Retiree Profile: Susan Hamlin
Retirement didn’t last very long for me. After some immediate travel, I went back to doing special projects at the Vet Library until one day, in 2004, my dentist asked if I had time to help him with Eldridge Park in Elmira. Eldridge Park had closed in 1987 and Dr. Bob Lyon had set about to revive the park and restore the famed carousel. After he asked to join the board of the Eldridge Park Carousel Preservation Society as assistant treasurer, I also became chair of the gift shop – which turned out to be a great success! The grand opening in 2006 was a tremendous accomplishment, complete with fireworks! It was spectacular.

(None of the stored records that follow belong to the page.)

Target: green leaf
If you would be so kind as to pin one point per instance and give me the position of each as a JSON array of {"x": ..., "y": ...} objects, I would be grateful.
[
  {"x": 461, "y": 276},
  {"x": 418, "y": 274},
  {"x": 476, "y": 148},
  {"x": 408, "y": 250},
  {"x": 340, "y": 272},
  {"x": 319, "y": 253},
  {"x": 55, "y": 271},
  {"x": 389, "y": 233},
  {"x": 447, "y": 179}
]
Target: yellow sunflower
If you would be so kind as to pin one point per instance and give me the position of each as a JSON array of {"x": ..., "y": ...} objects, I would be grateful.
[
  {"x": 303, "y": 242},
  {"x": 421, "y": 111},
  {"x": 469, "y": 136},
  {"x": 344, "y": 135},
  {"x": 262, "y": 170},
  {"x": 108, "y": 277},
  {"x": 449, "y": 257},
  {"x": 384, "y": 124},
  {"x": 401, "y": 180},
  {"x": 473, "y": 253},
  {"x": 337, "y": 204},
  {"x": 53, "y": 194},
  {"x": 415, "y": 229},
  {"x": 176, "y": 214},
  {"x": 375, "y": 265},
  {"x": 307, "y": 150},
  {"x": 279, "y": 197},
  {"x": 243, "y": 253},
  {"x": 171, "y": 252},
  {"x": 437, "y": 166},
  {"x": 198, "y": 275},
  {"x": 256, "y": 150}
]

After that, I ventured into writing a book about my family’s hotel (family-owned since 1884) in Plattsburgh, NY. My grandfather William H. Howell, Sr. took over management of the hotel when he was 19, after his father died, and made the Witherill into a landmark showplace of northern New York. As a longtime member of the New York State Hotel Association, my grandfather encouraged his close friend, Prof. Howard Meek, in the founding of the School of Hotel Administration at Cornell University. Fortunately, I had many photos, letters, and newspaper clippings in my possession. A research trip to Plattsburgh’s Clinton County Historical Association and SUNY Plattsburgh’s Special Collections filled in the necessary blanks.
After it was published in October, 2015, Welcome to the Witherill did very well! While working on the book, I was invited to join the Friends of the Elmira Civil War Prison Camp board. Although the camp existed for only one year in 1864, almost 3000 prisoners perished there and are buried in Woodlawn National Cemetery. In addition to erecting an original salvaged building on the prison camp grounds in 2017, a replica barracks has also been built. In 1861, the Foster family leased their property to the US government, on which the camp was built. The Foster antebellum home, an impressive structure, will be the museum’s headquarters and available as a research center for scholars interested in studying Elmira’s Civil War history.